Saturday, May 7, 2011

Geithner Killed Plan for Irish to Haircut Their Debt

Yves Smith reports on an op-ed in the Irish Times, written by the Irish economist Morgan Kelly, which includes this gem:
Ireland’s Last Stand began less shambolically than you might expect. The IMF, which believes that lenders should pay for their stupidity before it has to reach into its pocket, presented the Irish with a plan to haircut €30 billion of unguaranteed bonds by two-thirds on average. Lenihan was overjoyed, according to a source who was there, telling the IMF team: “You are Ireland’s salvation.”

The deal was torpedoed from an unexpected direction. At a conference call with the G7 finance ministers, the haircut was vetoed by US treasury secretary Timothy Geithner who, as his payment of $13 billion from government-owned AIG to Goldman Sachs showed, believes that bankers take priority over taxpayers. The only one to speak up for the Irish was UK chancellor George Osborne, but Geithner, as always, got his way.
Got that? The Irish were going to do the sane thing and, for all practical purposes, declare bankruptcy and start life all over. Geithner nixed the deal, which did nothing but protect the banskters and will end up costing Irish and global taxpayers.

From Geithner's killing of the deal, as Kelly reports, things went downhill, and all in favor of the banksters. In the end, the Irish negotiators fell in line with the banksters:
On one side was the European Central Bank, unabashedly representing Ireland’s creditors and insisting on full repayment of bank bonds. On the other was the IMF, arguing that Irish taxpayers would be doing well to balance their government’s books, let alone repay the losses of private banks. And the Irish? On the side of the ECB, naturally.

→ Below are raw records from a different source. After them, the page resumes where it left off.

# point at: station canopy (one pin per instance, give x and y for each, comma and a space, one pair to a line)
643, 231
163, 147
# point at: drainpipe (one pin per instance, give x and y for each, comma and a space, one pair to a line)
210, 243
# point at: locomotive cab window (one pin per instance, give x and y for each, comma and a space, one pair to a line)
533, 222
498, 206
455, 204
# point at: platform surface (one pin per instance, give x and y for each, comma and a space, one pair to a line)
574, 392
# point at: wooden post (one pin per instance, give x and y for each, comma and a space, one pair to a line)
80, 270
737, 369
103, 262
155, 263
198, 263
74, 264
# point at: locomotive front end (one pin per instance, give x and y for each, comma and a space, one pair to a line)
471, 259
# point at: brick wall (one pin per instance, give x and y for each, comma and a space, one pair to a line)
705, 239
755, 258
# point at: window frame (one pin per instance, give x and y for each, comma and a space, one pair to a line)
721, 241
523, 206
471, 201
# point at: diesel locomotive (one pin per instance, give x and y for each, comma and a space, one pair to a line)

In the circumstances, the ECB walked away with everything it wanted. The IMF were scathing of the Irish performance, with one staffer describing the eagerness of some Irish negotiators to side with the ECB as displaying strong elements of Stockholm Syndrome.

1 comment:

  1. How come the IRA could fight the British for years for national sovereignty then do nothing against a threat that could make life very hard for Irish individuals for years to come?
    Not that I'm encouraging anything(just making that clear), but talk of a alliance between the IRA and the protestant lot might make a few bankers and bureaucrats sweat a bit.